Get this book -> Problems on Array: For Interviews and Competitive Programming

**The Problem**

Find the LCM of the given array of positive numbers.

The LCM (Least Common Multiple) of two or more numbers is the smallest number that is evenly divisible by all numbers in the set.

**Examples**

```
Input: arr[] = {1, 2, 3, 4, 8, 28, 36}
Output: 504
Input: arr[] = {16, 18, 20, 30}
Output: 720
```

We have explored 2 approaches:

- Method 1 (using GCD)
- Method 2 (without using GCD)

# Method 1 (using GCD)

We know that,

LCM(a, b) = (a*b)/GCD(a, b), where GCD stands for Greatest Common Divisor.

The above formula stands true only for two numbers taken at a time.

**Approach**

The approach to the problem is simple with the formula.

- Initialize the answer as arr[0].
- Iterate from arr[1] to arr[n-1] (assuming the array size is n), and the find the LCM of the current answer and the ith number of the array. In other words, LCM(ans, arr[i]) = ans x arr[i] / gcd(ans, arr[i]).

**Example**

```
Input: arr[] = {1, 2, 3, 8}
Approach:
Step 0:
Initialize ans = arr[0] = 1
Step 1:
LCM(ans, arr[1]) = LCM(1, 2) = 2
Step 2:
LCM(ans, arr[2]) = LCM(2, 3) = 6
Step 3:
LCM(ans, arr[3]) = LCM(6, 8) = 24
Output: 24
```

**Solution**

C++

```
#include <bits/stdc++.h>
using namespace std;
// Function to find
// GCD of 'a' and 'b'
int gcd(int a, int b)
{
if (b == 0)
return a;
return gcd(b, a % b);
}
// Function to find
// LCM of array elements
int findlcm(int arr[], int n)
{
// Initialize answer
int ans = arr[0];
for (int i = 1; i < n; i++)
ans = (((arr[i] * ans)) /
(gcd(arr[i], ans)));
return ans;
}
int main()
{
int arr[] = { 1, 2, 3, 8 };
int n = sizeof(arr) / sizeof(arr[0]);
cout << findlcm(arr, n);
return 0;
}
```

**Output**

```
24
```

**Time Complexity**: O(n), since we're traversing through all the array elements.

**Space Complexity**: O(1), no auxiliary space is used.

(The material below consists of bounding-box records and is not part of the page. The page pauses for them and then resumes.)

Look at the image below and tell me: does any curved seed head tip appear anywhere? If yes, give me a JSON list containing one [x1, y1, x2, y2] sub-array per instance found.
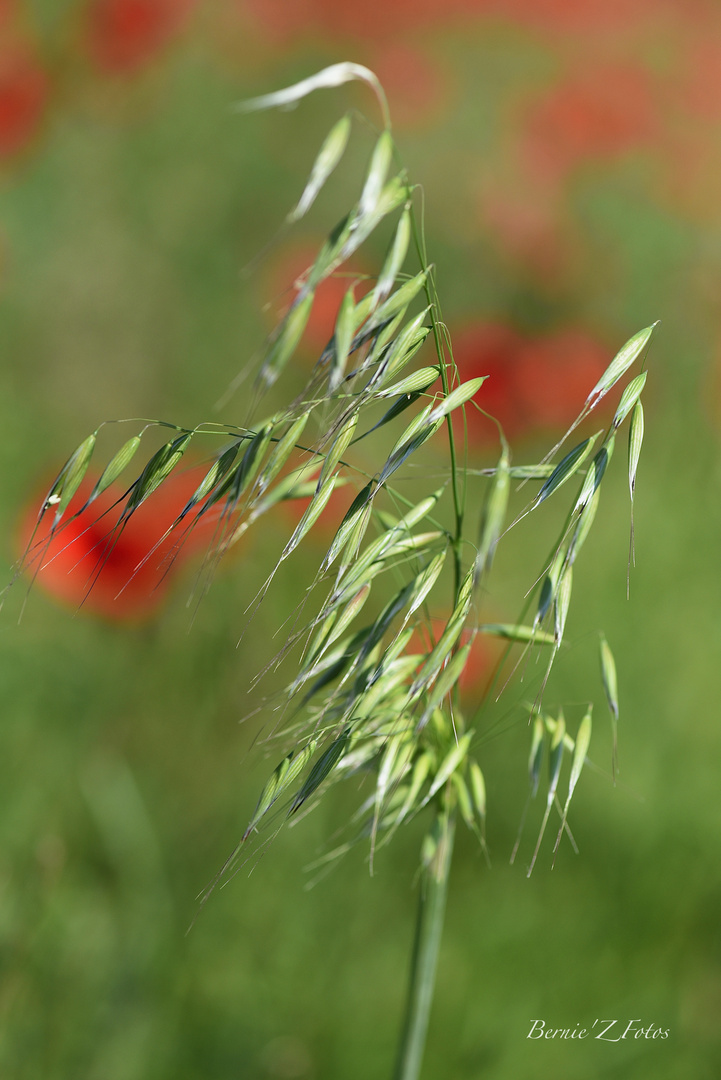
[[600, 635, 618, 719]]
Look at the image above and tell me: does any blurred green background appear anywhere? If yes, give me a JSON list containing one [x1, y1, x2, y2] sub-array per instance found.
[[0, 0, 721, 1080]]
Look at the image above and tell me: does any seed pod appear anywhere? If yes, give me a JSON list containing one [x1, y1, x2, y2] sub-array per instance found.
[[288, 113, 351, 221]]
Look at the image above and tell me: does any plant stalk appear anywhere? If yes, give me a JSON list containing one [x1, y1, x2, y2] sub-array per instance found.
[[394, 810, 455, 1080]]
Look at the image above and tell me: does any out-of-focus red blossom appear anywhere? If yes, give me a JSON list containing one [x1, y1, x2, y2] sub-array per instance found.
[[18, 467, 225, 622], [453, 323, 612, 443], [0, 44, 49, 159], [523, 66, 659, 179], [478, 180, 569, 285], [241, 0, 660, 43], [679, 38, 721, 121], [86, 0, 195, 73], [262, 241, 372, 360]]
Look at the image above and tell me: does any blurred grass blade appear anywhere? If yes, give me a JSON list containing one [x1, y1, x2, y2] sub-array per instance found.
[[258, 413, 310, 495], [478, 622, 556, 645], [280, 476, 337, 562], [528, 713, 545, 797], [358, 131, 393, 218], [259, 286, 314, 389], [416, 642, 471, 732], [288, 113, 351, 221], [423, 731, 473, 804], [328, 285, 358, 394], [600, 635, 618, 782], [474, 446, 511, 584], [526, 714, 566, 877], [554, 710, 591, 855], [373, 207, 410, 307], [235, 60, 390, 127]]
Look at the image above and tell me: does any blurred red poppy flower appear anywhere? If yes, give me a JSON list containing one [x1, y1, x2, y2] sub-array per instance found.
[[18, 467, 223, 622], [86, 0, 194, 72], [0, 45, 49, 158], [523, 65, 658, 178], [453, 323, 611, 443], [262, 241, 372, 360]]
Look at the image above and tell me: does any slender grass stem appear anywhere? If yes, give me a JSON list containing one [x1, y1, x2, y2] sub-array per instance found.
[[410, 206, 463, 603], [394, 811, 455, 1080]]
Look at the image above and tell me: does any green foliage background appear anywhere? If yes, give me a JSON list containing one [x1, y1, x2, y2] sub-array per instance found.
[[0, 4, 721, 1080]]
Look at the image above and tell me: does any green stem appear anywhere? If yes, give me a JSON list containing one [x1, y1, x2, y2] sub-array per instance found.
[[410, 213, 464, 603], [394, 811, 455, 1080]]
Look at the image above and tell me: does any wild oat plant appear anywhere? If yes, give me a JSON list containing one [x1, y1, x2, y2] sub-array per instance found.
[[12, 63, 653, 1080]]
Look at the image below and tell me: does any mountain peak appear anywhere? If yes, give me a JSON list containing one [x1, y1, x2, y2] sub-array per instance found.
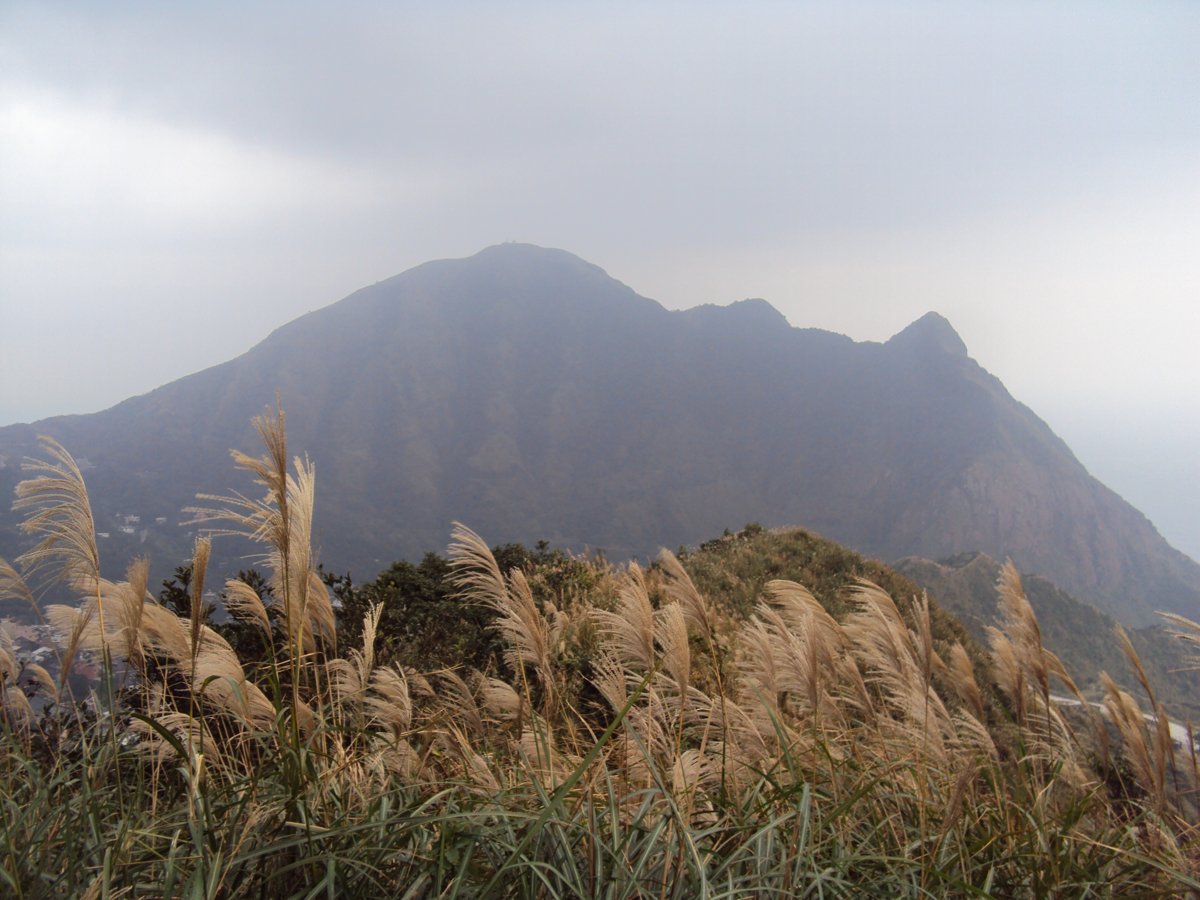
[[888, 312, 967, 356]]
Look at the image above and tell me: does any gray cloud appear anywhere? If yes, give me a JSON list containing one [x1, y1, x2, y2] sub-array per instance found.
[[0, 2, 1200, 553]]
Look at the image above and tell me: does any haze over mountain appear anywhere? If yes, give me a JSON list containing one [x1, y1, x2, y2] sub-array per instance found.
[[0, 245, 1200, 623]]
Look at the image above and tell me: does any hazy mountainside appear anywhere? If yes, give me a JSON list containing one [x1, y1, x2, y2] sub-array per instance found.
[[0, 245, 1200, 622], [894, 553, 1200, 721]]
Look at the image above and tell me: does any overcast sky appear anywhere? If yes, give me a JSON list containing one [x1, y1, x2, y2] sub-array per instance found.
[[0, 0, 1200, 557]]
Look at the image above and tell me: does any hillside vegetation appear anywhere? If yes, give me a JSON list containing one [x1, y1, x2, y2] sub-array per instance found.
[[0, 414, 1200, 898], [0, 245, 1200, 626], [895, 553, 1200, 722]]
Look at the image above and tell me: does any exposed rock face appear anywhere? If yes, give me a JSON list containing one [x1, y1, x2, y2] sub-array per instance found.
[[894, 553, 1200, 720], [0, 245, 1200, 622]]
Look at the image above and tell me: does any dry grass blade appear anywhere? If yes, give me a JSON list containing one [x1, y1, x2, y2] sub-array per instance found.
[[223, 578, 271, 637], [659, 550, 716, 646], [12, 436, 100, 609], [593, 563, 654, 674]]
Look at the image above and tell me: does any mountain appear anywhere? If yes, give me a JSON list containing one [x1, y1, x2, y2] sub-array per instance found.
[[893, 553, 1200, 721], [0, 245, 1200, 623]]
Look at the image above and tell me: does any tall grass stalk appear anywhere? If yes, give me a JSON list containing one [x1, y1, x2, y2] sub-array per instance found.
[[0, 408, 1200, 898]]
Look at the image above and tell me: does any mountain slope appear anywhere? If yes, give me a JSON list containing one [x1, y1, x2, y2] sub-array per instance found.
[[893, 553, 1200, 721], [0, 245, 1200, 622]]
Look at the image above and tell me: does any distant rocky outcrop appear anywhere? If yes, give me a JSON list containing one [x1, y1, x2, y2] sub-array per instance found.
[[893, 553, 1200, 721], [0, 245, 1200, 623]]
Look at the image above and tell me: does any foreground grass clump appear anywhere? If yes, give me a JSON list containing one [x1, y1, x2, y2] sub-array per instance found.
[[0, 414, 1200, 898]]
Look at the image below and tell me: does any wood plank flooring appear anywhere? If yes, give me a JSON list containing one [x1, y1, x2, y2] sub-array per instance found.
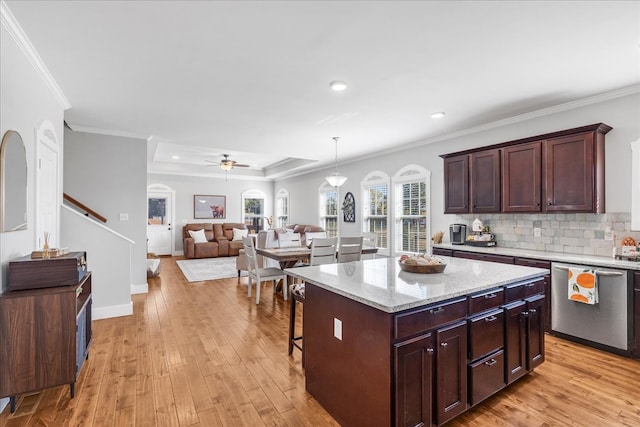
[[0, 258, 640, 427]]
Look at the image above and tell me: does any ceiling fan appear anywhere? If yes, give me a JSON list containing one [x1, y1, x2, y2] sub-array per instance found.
[[205, 154, 249, 172]]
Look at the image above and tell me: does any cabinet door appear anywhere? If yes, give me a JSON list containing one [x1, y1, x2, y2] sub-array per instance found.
[[544, 132, 595, 212], [435, 321, 467, 425], [444, 154, 469, 213], [504, 301, 527, 384], [469, 149, 501, 213], [502, 142, 542, 212], [395, 334, 434, 427], [633, 273, 640, 359], [526, 295, 545, 371]]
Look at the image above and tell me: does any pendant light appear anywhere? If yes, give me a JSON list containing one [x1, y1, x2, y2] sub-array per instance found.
[[325, 136, 347, 187]]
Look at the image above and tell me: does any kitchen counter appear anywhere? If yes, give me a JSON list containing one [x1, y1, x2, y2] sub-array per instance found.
[[433, 242, 640, 270], [285, 257, 549, 427], [285, 257, 549, 313]]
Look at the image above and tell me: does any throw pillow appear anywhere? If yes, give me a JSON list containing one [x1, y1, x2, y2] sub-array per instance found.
[[233, 228, 249, 241], [189, 228, 208, 243]]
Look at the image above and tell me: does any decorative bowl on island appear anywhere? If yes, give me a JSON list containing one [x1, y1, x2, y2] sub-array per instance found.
[[398, 254, 447, 274]]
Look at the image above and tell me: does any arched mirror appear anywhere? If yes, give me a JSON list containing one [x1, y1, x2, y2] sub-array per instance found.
[[0, 130, 27, 231]]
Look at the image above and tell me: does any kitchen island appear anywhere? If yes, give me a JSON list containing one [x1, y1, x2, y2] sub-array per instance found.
[[286, 257, 549, 426]]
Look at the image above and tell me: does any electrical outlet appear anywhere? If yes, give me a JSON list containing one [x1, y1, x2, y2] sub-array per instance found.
[[604, 227, 613, 241], [333, 317, 342, 341]]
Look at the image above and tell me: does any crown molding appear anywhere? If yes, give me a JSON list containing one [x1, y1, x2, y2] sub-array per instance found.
[[67, 121, 152, 142], [0, 1, 71, 110]]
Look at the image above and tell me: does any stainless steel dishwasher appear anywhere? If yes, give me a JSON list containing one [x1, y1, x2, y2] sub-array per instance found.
[[551, 263, 632, 352]]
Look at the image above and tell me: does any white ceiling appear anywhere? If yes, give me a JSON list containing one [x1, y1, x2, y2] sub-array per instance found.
[[6, 1, 640, 178]]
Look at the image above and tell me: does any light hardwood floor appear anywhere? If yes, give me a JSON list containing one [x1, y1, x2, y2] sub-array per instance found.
[[0, 258, 640, 427]]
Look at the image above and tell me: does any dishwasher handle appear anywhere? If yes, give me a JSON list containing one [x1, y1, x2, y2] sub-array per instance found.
[[553, 265, 624, 277]]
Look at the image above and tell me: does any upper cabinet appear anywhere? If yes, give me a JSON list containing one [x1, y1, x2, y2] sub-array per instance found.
[[444, 154, 469, 213], [469, 149, 500, 213], [442, 123, 611, 213], [444, 150, 500, 213], [502, 141, 542, 212]]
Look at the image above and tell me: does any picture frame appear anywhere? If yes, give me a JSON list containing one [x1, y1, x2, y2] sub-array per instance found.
[[193, 194, 227, 219]]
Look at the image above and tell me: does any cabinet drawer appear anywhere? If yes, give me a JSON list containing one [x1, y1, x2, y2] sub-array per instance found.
[[469, 309, 504, 360], [469, 350, 505, 405], [516, 258, 551, 270], [433, 248, 453, 256], [468, 288, 504, 314], [504, 279, 544, 303], [482, 254, 514, 264], [394, 298, 467, 339]]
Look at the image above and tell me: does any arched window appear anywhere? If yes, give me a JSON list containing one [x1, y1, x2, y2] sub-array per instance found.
[[392, 165, 431, 254], [276, 189, 289, 228], [360, 171, 389, 255], [319, 182, 338, 237], [242, 190, 265, 233]]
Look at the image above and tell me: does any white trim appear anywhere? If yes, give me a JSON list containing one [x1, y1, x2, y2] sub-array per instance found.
[[131, 282, 149, 295], [91, 302, 133, 320], [61, 205, 136, 245], [0, 1, 71, 110], [631, 139, 640, 231], [67, 120, 152, 142]]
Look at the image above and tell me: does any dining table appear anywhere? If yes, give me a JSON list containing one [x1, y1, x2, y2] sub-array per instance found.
[[256, 246, 378, 269]]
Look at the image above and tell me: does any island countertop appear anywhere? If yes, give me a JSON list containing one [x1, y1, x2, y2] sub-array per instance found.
[[285, 256, 549, 313]]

# Method 2 (without using GCD)

**Approach**

- Initialize answer as 1.
- Find a common factor of any two or more elements in the array. Divide the multiples of that common factor in the array by the factor and multiply the answer by the same.
- Repeat Step 2 until there is no common factor left.
- Multiply the remaining elements of the array with the current answer to obtain the final answer.

**Example**

```
Input: arr[] = {3, 6, 9, 10}
Approach:
Step 0:
Initialize ans = 1
Step 1:
2 is a common factor in
two or more elements.
Divide the multiples by 2
arr[] = {3, 3, 9, 5}
Multiply ans by 2
ans = 1 * 2 = 2
Step 2:
3 is a common factor in
two or more elements.
Divide the multiples by 3
arr[] = {1, 1, 3, 5}
Multiply ans by 3
ans = 2 * 3 = 6
Step 3:
No more common factors left.
Multiply the ans with
the remaining elements
ans = 6 * 1 * 1 * 3 * 5 = 90
Output: 90
```

**Solution**

C++

```
#include<bits/stdc++.h>
using namespace std;
long long int LCM(int arr[], int n)
{
// Find the maximum value in arr[]
int maxi = 0;
for (int i=0; i<n; i++)
if (maxi < arr[i])
maxi = arr[i];
// Initialize answer
long long int ans = 1;
// Find all factors that are present in
// two or more array elements.
int x = 2; // Starting from minimum factor of 2
while (x <= maxi)
{
// To store indexes of all array
// elements that are divisible by x
vector<int> indexes;
for (int j=0; j<n; j++)
if (arr[j]%x == 0)
indexes.push_back(j);
// If there are 2 or more array elements
// that are divisible by x.
if (indexes.size() >= 2)
{
// Reduce all array elements divisible
// by x
for (int j=0; j<indexes.size(); j++)
arr[indexes[j]] = arr[indexes[j]]/x;
ans = ans * x;
}
else
x++;
}
// Then multiply all reduced array elements
for (int i=0; i<n; i++)
res = res*arr[i];
return res;
}
int main()
{
int arr[] = {3, 6, 9, 10};
int n = sizeof(arr)/sizeof(arr[0]);
cout << LCM(arr, n) << "\n";
return 0;
}
```

**Output**

```
90
```

**Time Complexity**: O(n^2) in the worst case, since there are two loops involved.

**Space Complexity**: O(1), no auxiliary space is used.

With this article at OpenGenus, we can find the LCM of an array of numbers efficiently.